How Computers See Images

A photo is a grid of numbers

Zoom into any digital photo far enough and the picture dissolves into tiny colored squares. Each square is a pixel — short for "picture element" — and to a computer it is not a color at all but a number measuring brightness. In a grayscale image, one pixel is a single value, by convention from 0 (black) to 255 (white), with everything in between a shade of gray. A 1000×1000 photo is therefore just a million such numbers laid out in a grid: rows and columns of brightness. There is no "cat" in there, no "sky" — only a vast spreadsheet of intensities.

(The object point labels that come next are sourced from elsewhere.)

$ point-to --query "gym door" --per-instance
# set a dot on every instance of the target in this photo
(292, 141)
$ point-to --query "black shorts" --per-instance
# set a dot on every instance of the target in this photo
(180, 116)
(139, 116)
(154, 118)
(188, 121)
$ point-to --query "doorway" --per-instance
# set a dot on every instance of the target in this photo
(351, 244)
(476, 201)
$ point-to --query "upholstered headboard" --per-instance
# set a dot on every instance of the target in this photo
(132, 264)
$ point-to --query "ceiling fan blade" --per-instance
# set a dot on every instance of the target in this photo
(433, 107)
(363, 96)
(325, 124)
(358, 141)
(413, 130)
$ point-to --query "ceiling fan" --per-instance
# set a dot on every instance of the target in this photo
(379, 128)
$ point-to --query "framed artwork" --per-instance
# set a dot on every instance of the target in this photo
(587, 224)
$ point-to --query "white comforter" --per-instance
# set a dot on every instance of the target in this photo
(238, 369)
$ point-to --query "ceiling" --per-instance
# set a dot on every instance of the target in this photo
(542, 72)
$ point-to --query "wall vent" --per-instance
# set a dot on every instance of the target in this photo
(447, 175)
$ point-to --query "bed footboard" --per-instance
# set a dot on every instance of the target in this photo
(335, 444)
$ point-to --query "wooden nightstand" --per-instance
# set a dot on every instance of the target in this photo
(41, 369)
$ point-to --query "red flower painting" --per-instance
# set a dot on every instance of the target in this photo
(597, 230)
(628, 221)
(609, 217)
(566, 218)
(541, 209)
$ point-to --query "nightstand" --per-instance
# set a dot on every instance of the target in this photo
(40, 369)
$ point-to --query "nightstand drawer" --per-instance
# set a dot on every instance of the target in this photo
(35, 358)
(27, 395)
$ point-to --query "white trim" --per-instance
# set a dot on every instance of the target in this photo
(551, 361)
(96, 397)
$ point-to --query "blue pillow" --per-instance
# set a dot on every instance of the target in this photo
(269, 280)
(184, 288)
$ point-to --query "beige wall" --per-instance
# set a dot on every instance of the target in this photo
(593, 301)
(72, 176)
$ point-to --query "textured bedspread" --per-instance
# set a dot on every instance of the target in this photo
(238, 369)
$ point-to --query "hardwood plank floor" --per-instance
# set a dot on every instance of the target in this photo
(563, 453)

Color works the same way, just stacked. A color pixel is usually three numbers — how much red, green, and blue light it emits — because the human eye has three types of color receptor, and mixing those three primaries reproduces most colors we can see. So a color photo is really three grids stacked on top of each other: one for red, one for green, one for blue. These stacked grids are called channels.

From grids to a tensor

You already know the ladder of shapes: a single number is a scalar, a line of numbers is a vector, a grid is a matrix, and anything with more axes is a tensor. A grayscale image is exactly a matrix — height × width. A color image is one step up: height × width × 3 channels — a tensor with three axes. This is the standard shape that flows into every vision model, and getting the axis order right (channels-first vs. channels-last) is a daily, unglamorous part of the job.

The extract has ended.